19/03/2009 – 11:03
Foto: Anita Tetslaff
Em vez de ficar se refestelando para o corumbaense Delcídio do Amaral, o governador André Puccinelli poderia olhar mais atentamente à sua volta e refazer sua engenharia política, valorizando companheiros históricos, como o senador Walter Pereira e o fiel escudeiro Murilo Zauith (foto), que tanto almejam seu apoio para disputar o Senado no ano que vem.
Quanto ao deputado Waldemir Moka, que seria seu candidato preferido, o melhor que Puccinelli tem a fazer, neste momento, é aproveitar o apoio que diz ter do presidente Lula e os afagos de sua fada madrinha, a ministra Dilma Rousseff, e emplacá-lo como Ministro da Agricultura, já que o parlamentar é uma unanimidade entre seus pares para ocupar o cargo que está para ficar vago. Seria um grande serviço ao agronegócio do Estado. É bem possível, até, que no ministério da Agricultura, mesmo que por pouco tempo, Moka seja mais útil ao Estado do que ficando oito anos no senado.
Valter Pereira, além de companheiro de primeira hora de Puccinelli, é um dos históricos do PMDB da resistência, sem jamais ter trocado de sigla. Deputado estadual desde o velho Mato Grosso, depois deputado federal e agora ocupando a vaga deixada por Ramez Tebet. É mais que justo que tenha preferência para disputar a vaga.

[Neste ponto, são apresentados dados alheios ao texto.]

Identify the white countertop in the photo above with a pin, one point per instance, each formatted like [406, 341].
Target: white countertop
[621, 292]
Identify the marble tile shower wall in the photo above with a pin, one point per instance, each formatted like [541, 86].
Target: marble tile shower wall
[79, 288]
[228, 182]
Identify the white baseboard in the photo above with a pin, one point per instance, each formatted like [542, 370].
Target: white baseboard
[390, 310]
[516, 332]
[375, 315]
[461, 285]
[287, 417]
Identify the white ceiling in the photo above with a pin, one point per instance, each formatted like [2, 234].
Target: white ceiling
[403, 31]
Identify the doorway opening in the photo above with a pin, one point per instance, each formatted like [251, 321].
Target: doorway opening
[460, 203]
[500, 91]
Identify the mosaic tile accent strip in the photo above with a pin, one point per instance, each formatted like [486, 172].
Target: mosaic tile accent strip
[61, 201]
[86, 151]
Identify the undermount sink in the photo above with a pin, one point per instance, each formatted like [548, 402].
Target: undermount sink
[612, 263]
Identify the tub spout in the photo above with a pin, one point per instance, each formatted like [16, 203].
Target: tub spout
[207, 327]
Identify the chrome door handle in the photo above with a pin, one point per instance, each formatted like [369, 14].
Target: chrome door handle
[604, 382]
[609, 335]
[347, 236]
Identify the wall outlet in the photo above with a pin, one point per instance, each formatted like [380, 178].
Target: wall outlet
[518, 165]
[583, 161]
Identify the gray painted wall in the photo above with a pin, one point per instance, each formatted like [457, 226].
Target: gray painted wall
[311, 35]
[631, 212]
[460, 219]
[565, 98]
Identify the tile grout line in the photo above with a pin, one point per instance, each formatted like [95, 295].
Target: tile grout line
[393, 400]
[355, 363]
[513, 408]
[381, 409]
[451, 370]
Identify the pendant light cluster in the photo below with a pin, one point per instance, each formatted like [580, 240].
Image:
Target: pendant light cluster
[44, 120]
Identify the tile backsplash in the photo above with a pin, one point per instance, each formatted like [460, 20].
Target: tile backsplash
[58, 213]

A mesma coisa Murilo Zauith. Deputado estadual, depois federal, agora vice-governador e representante da maior região produtora do Estado, como se não bastasse sua fidelidade canina ao governador. Por tudo isso, merece, também, que tenha a preferência para disputar a outra vaga ao senado.

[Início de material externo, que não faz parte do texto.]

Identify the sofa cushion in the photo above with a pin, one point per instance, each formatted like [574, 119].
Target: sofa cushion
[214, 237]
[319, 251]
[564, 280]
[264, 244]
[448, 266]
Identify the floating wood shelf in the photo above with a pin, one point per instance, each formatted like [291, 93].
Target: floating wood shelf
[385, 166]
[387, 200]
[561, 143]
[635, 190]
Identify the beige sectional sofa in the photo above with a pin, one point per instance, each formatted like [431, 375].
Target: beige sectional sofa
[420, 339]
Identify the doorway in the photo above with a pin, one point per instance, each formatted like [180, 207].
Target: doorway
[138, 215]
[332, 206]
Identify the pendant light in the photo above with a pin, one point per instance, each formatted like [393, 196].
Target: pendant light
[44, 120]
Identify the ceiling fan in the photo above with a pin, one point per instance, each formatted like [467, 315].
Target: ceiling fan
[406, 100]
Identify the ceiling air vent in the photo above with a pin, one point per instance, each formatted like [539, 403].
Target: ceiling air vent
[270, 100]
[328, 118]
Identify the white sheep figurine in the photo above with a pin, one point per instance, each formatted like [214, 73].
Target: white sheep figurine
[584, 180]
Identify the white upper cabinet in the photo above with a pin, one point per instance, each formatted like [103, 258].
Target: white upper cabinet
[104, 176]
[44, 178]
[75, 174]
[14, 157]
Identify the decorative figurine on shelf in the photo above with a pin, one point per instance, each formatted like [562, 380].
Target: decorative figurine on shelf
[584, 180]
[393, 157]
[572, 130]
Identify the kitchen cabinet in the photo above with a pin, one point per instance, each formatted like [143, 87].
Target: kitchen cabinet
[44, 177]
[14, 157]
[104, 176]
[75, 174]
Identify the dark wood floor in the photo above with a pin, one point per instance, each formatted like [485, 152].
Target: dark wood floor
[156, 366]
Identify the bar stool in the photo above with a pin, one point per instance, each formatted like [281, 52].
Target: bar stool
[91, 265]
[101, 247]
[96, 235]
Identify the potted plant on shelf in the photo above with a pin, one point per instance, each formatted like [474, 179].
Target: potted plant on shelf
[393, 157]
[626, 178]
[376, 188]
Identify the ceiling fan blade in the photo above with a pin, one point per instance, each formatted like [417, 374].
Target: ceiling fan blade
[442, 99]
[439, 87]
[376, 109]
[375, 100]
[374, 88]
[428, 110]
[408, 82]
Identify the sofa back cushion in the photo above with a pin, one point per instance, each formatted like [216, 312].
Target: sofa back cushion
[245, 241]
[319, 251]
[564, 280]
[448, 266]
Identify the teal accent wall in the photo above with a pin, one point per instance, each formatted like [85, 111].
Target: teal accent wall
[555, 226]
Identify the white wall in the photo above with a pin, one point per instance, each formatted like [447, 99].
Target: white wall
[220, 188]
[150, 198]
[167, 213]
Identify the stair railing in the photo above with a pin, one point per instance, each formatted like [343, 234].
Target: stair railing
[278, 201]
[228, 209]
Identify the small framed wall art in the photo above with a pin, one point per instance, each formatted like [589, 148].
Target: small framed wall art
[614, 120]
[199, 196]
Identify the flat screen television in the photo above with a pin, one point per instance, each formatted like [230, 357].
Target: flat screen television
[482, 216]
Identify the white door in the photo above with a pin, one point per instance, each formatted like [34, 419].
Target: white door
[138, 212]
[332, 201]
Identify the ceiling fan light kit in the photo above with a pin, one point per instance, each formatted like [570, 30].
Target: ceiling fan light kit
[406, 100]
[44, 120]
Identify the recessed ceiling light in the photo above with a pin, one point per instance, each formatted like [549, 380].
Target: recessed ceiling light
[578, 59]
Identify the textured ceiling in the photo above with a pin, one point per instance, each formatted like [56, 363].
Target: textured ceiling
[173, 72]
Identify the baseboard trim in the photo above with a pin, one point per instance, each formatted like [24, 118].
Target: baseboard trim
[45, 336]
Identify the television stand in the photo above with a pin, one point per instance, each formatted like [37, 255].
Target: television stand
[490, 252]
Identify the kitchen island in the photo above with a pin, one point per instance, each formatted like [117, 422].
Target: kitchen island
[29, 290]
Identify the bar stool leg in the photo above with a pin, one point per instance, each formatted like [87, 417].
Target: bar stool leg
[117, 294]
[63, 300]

O que André Puccinelli precisa, para reafirmar sua liderança política, é parar com esse negócio de amarelar, de ficar com medo de disputar eleição com Zeca do PT. E deixar Delcídio em paz para se entender com a companheirada. Seria mais coerente e muito bom para a sua biografia. Melhor ainda para a Grande Dourados, que teria a chance de, finalmente, eleger seu primeiro senador.